Mr Marara said failure to do personal grave maintenance was going to see the graves continuing to dilapidate with no one tending to them.

"It is a mess if you do not go there often to just check. I advise that you visit the sites twice a year, soon after the rainy season to get rid of weeds and also at the end of the year to see if all is well. But never neglect the graves of your loved ones.

Sign posts get rusty over time and you need to repaint them and have clear details. Thieves also steal these pegs that show grave numbers and resell them. So people must go and inspect if things are still the same," he said.

Mr Marara also said cloths and lace material that cover tombstones just before families do the unveiling of tombstones are also often stolen.

"People have lost respect for the dead. People also steal bricks that will be on other graves, quarry stones decorating the graves, all that is often stolen," he said.

Mr Marara said maintaining graves was very important in the African culture.

Historian Mr Pathisa Nyathi, however, said the physical appearance of cemeteries and graves was not too important to send people into panic.

"The truth is, the idea of maintenance was not there before and you should understand the nature of a human being, comprising two components, spirit and flesh. When I die what remains on the ground is the body, material component. But in Africa what is of interest to the deceased future generations is that which does not die and it is the spirit. It is the spirit that is looked after carefully, rather than the bones," said Mr Nyathi.

He echoed one traditional leader who said, "We do not go to the graveside, the people who visit graves are witches".

"He was right in a way, in that between the two (spirit and flesh), the one that we give upper consideration is the spirit and non-tangible, it is therefore remembered and recognised differently.
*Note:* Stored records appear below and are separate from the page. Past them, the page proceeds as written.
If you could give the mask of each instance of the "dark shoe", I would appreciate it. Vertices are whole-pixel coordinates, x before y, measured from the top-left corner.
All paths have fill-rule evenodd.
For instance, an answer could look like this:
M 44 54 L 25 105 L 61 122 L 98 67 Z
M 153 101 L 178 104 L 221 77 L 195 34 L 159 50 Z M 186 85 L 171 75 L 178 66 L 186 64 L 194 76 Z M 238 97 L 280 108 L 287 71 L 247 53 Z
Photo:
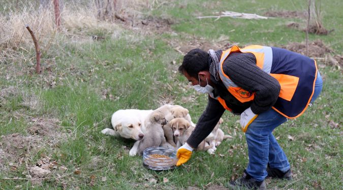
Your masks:
M 266 183 L 264 180 L 259 181 L 252 177 L 245 170 L 244 170 L 243 176 L 236 181 L 231 181 L 228 184 L 229 188 L 231 189 L 258 189 L 266 190 Z
M 272 178 L 286 179 L 288 180 L 292 180 L 292 172 L 290 169 L 285 172 L 283 172 L 279 169 L 269 167 L 269 165 L 268 164 L 267 167 L 267 172 L 268 173 L 267 177 L 271 177 Z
This is through rituals like umbuyiso, after one year you are brought back into the home, this is taking care of the spirit. There is benefit in that, the other one (flesh) is no longer that relevant, as they cannot take care of you but the ancestral spirit will take care of me," said Mr Nyathi.

He said the ancestral spirits are the ones that must be taken care of and appeased from time to time, by informing them of what the living were doing and also seeking direction from them.

"Generally, in our context, we do not visit the graveside that often but we go emsamo and speak to our ancestors. Their care is more practical and yet intangible. But today things are all mixed up, the European way of life does not involve ancestral spirits, to them what is emphasised are the physical and material things. But because we have abandoned our African indigenous spirituality we now follow their (European) ways by emphasising material things," said Mr Nyathi.